* when: Saturday, October 30, 2004
* where: The Georgia Tech Student Centre Theatre
* who: pt suresh talwalkar (tabalaa: tuned in the lower register giving us the effect of a pakhaawaj), ramdas palsule (tabalaa), sameer dubley (vocal), pt sudhir phadke (sitar)
miscellaneous highlights
* sameer dubley, the speaker for the group, noted that the introductions were the shortest that they had had on this tour
* he also introduced the pieces presented (the best I have seen since I started attending the ICMS concerts), and also provided explanations about the different improvisations attempted
* he also noted the uniqueness of using vocal (instead of saara.ngii) to accompany tabalaa performances
the programme
1. excursions in diipacha.ndii taal with vocal/sitaar melody in raag yaman, which included anaaghaats, and taal improvisations by dividing the beat cycle into 8 and then later into 6 {while the spinal melody and rhythm maintain the 14-beat cycle}
2. improvisations in drut ek taal with the melody in raag shyaam kalyaan
INTERMISSION: wherein CDs by the artists (including Pt Talwalkar's Taal Kalpana produced at Shivaranjani Studios in Pune, and Dubley's 2-disc instruction to raags)
2. [sudhir phadke on sitaar; ramdas palsule on tabalaa] Short and light exercises in improvisation: the first in raag maa.Nj khamaaj {alaap; gat in diip cha.ndii} and the second in raag rasiyaa {madhya and drut in tiin taal}. During the end of the presentation, sudhir phadke (who almost inhumanly remained as a paradigm of time during all the crazy temporal percussive adventures during the show) recovered seamlessly from several pitfalls including a string breaking off and a string going ever-so out-of-tune during a furious pre-coda riff-o-rama (he effortlessly switched to another riff)

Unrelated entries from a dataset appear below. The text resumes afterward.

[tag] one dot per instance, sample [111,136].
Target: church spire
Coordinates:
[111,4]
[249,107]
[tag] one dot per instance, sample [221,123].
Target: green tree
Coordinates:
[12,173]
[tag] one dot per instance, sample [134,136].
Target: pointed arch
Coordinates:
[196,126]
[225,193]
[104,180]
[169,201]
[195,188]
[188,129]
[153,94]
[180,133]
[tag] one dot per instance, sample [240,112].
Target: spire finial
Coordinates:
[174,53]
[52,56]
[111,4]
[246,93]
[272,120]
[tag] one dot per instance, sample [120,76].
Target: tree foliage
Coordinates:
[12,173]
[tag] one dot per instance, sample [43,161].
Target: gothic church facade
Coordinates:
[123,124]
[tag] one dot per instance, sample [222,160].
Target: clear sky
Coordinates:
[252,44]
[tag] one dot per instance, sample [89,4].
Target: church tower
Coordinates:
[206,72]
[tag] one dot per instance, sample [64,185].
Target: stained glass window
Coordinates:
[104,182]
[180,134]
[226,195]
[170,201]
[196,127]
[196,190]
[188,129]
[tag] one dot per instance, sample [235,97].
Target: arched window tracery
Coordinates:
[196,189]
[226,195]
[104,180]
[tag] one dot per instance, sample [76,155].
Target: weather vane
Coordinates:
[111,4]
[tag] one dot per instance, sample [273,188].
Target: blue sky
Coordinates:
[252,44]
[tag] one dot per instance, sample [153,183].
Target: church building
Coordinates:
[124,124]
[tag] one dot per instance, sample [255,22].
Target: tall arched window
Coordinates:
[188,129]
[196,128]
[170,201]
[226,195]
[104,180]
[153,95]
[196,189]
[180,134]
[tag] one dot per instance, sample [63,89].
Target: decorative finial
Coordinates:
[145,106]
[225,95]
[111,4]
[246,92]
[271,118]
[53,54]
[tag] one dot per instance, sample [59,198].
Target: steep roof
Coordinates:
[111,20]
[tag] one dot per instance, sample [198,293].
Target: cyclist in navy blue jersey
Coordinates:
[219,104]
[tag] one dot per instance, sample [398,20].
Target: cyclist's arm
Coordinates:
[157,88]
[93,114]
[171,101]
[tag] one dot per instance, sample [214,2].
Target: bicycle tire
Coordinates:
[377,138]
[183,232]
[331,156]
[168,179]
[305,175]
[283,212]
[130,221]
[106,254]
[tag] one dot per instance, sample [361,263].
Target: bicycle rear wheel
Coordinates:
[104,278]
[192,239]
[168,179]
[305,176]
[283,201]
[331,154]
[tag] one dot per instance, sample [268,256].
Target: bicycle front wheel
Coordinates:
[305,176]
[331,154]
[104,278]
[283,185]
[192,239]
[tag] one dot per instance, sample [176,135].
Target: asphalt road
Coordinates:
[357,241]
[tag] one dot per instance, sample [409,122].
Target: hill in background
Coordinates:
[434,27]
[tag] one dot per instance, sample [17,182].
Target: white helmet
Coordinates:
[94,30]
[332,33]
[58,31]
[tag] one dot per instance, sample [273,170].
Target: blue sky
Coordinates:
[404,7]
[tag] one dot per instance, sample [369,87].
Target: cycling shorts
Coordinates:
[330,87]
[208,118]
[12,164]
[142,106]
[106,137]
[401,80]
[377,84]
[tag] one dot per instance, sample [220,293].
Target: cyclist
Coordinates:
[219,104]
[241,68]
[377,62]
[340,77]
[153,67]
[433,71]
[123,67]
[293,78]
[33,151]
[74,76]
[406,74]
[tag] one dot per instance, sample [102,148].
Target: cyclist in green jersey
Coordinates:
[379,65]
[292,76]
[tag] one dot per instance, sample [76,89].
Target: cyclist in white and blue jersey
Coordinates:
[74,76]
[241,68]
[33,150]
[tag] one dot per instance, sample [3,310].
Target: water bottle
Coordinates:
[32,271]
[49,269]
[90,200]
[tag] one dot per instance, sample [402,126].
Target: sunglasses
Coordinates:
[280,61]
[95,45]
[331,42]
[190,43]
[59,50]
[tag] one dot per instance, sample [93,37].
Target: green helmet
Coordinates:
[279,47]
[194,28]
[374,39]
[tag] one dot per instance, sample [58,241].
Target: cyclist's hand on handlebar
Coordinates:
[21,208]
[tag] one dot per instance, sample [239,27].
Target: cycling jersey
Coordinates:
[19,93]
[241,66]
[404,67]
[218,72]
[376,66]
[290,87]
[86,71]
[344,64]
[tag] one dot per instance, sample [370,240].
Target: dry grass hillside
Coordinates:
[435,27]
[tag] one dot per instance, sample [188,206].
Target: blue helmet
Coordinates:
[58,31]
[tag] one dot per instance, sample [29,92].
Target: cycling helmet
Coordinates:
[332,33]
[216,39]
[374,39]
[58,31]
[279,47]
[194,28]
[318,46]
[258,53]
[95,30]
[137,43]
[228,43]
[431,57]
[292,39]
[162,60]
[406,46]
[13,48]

4. all the performers returned to the stage to present two compositions in raag bhairavii {where the vocalist was denied room to improvise}. The first composition (bhavaanii) was in jhap taal (10 beats) and the second (jaa jaa re jaa) in drut tiin taal.
Both Pt Talwalkar and Ramdas Palsule participated vocally with counts, bols, and even singing along with the vocalist on occasion. It was evident that everyone on stage was enjoying the improvisations and Pt Suresh Talwalkar's exhuberant frenzies on stage were a sight -- he was all pumped up like a dancer restricted by the need to sit cross-legged. This performance ranks right up there with (and might even supersede) splendid percussive coda last year.